Perseverance and attention to social connections, health, and finances will give people the best chance to thrive as they age, according to a new report titled “Longevity Fitness: Financial and Health Dimensions Across the Life Course.” It also says that policymakers, employers, and individuals can take actions now to give people the best chance of maintaining their longevity fitness as older adults.
The publication was developed by The Gerontological Society of America (GSA) and supported by Bank of America. It uses the term longevity fitness to describe how people can thrive, not just survive, through social, health, and wealth equity.
It further sheds light on a growing body of literature showing that people can make the most of opportunities that come their way by taking three steps: cultivating social relationships with friends and close relatives, maintaining one’s health through prevention and lifestyle, and building wealth by living within one’s means and saving for the future.
“This report translates the science of so many GSA members and describes the many challenges and opportunities across the life course in maximizing our financial and health fitness,” said Peter Lichtenberg, Ph.D., ABPP, FGSA, of Wayne State University, who chaired the advisory board that oversaw content development for the new publication.

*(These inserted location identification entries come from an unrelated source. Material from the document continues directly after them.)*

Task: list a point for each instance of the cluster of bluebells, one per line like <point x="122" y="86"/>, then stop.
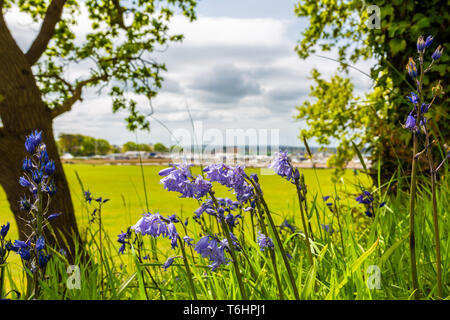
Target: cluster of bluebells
<point x="3" y="244"/>
<point x="38" y="178"/>
<point x="283" y="168"/>
<point x="231" y="177"/>
<point x="411" y="67"/>
<point x="214" y="249"/>
<point x="264" y="241"/>
<point x="99" y="201"/>
<point x="38" y="172"/>
<point x="156" y="225"/>
<point x="366" y="198"/>
<point x="32" y="253"/>
<point x="179" y="178"/>
<point x="224" y="211"/>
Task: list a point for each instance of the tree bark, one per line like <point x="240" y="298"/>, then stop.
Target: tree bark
<point x="22" y="111"/>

Research and innovations addressing the three steps are examined through vignettes about four generations of a fictional family—Mary, Robert, Judy, and Bob—whose respective stories illustrate the challenges of thriving at 85, 65, 45, and 25 years of age. Mary’s story of overlapping pressures that occur as people age into their 80s and 90s is presented first, followed by Robert’s need for social ties as he retires, Judy as her children leave home and she focuses on the health challenges of midlife, and Bob as he ponders the financial aspects of life as a millennial.